成嬷嬷也不知道刘嫖喜欢什么颜色喜欢什么样式的,便一个个的拿出来给她看。
其中有一个月白色打底,暗红色做云纹的比其他深色打底的要显眼的多,刘嫖就让成嬷嬷拿近些给她瞧一瞧。
“这件不错,”刘嫖非常满意,她就喜欢这种简洁的看着又亮堂的衣裳。
“这件做个袍子,再用上一段水白色绸缎束腰,连襟配上红绸子看起来也亮堂。公主您觉得如何?”成嬷嬷问道。
刘嫖想了一下觉得这样搭配挺好的,看着既端庄大方又带着点喜庆。
一连挑了三四件,刘嫖心想这应该可以了。
谁曾想挑完了绸缎还得挑一挑毛皮。
成嬷嬷打开另一箱东西,里头装的都是狐狸皮或是兔子皮。
毛皮自然也有讲究。里头有暗红色,看着像是赤狐的,还有黄白相间的,至于纯白的或是银灰的那就是兔子的。
刘嫖记起自己在代国时常披的那间狐裘大氅,都是杂色的毛皮制的,跟这箱子里的毛皮一比,但可真的被比到天边上去了。
“这赤狐的毛皮制成斗篷跟您刚刚选的衣裳更相配呢。”成嬷嬷笑着说道。
刘嫖想了想,还真是。不愧是在宫里呆了半辈子的女匠,怎么搭配比较好脱口就来。
“嬷嬷既然这么说,那就这么做吧。”
选了大半天的衣裳料子刘嫖眼睛都要花了,现下可算挑完了。
此时下头的人将箱子抬下去,秀纱也带着这俩人出去领赏。刘嫖终于觉得松快了许多。
心萍端了水过来,刘嫖接过润了润喉咙。哎呦,说了这么多的话,真渴死她了。
外头针线房的一行人拿着沉甸甸的赏钱走在宫道上。大庭广众的何太监不好问成嬷嬷屋里头的事,但见成嬷嬷沉稳的点头示意后才吐出一口气来。

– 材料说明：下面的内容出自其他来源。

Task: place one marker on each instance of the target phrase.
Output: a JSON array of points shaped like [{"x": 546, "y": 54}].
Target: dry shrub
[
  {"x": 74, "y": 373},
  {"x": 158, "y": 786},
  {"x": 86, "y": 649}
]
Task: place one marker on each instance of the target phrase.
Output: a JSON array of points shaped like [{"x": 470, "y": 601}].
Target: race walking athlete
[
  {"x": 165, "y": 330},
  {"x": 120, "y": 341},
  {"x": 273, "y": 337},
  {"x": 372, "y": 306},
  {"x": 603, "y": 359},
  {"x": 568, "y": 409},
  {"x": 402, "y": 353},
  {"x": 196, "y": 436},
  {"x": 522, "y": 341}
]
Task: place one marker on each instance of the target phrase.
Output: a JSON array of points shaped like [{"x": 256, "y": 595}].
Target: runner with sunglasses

这年头前还不清楚,年后保不准就要裁剪针线房的人。他多办成一件事,也就多能留几年!
刘嫖本以为自己就擎等着收衣服了,却不想第二天,被窦漪房身边的侍女请到椒房殿内,看到殿中放着两箱子白狐毛皮。
“这两箱东西还得问问你的意思。”窦漪房看着她说道。
“昨天不是选完了吗?怎么又有两箱子东西。”刘嫖诧异的问。
窦漪房一副看傻姑娘的样子,“这是堂邑侯陈午托少府的管事送来的。”
刘嫖自从进长安后便不曾联系过陈午,只听说他的父亲在九月的时候去世了,如今刚刚继承了堂邑侯的爵位。
九月,那时候刘嫖还在来长安的路上,等来到这已经是十月份了。再加上她住在宫内也不好往外头传消息,所以不曾去慰问吊唁。没想到陈午先一步找的她。
刘嫖看着这两箱的白狐皮,不由得想起前几年跟陈午说的戏语。
不过即便她现在是公主,这样的东西用起来也未免太招摇了些。
“我已经挑了做裘衣的料子,这些用不上。不如送到针线房给母亲做件大氅吧。”刘嫖说道。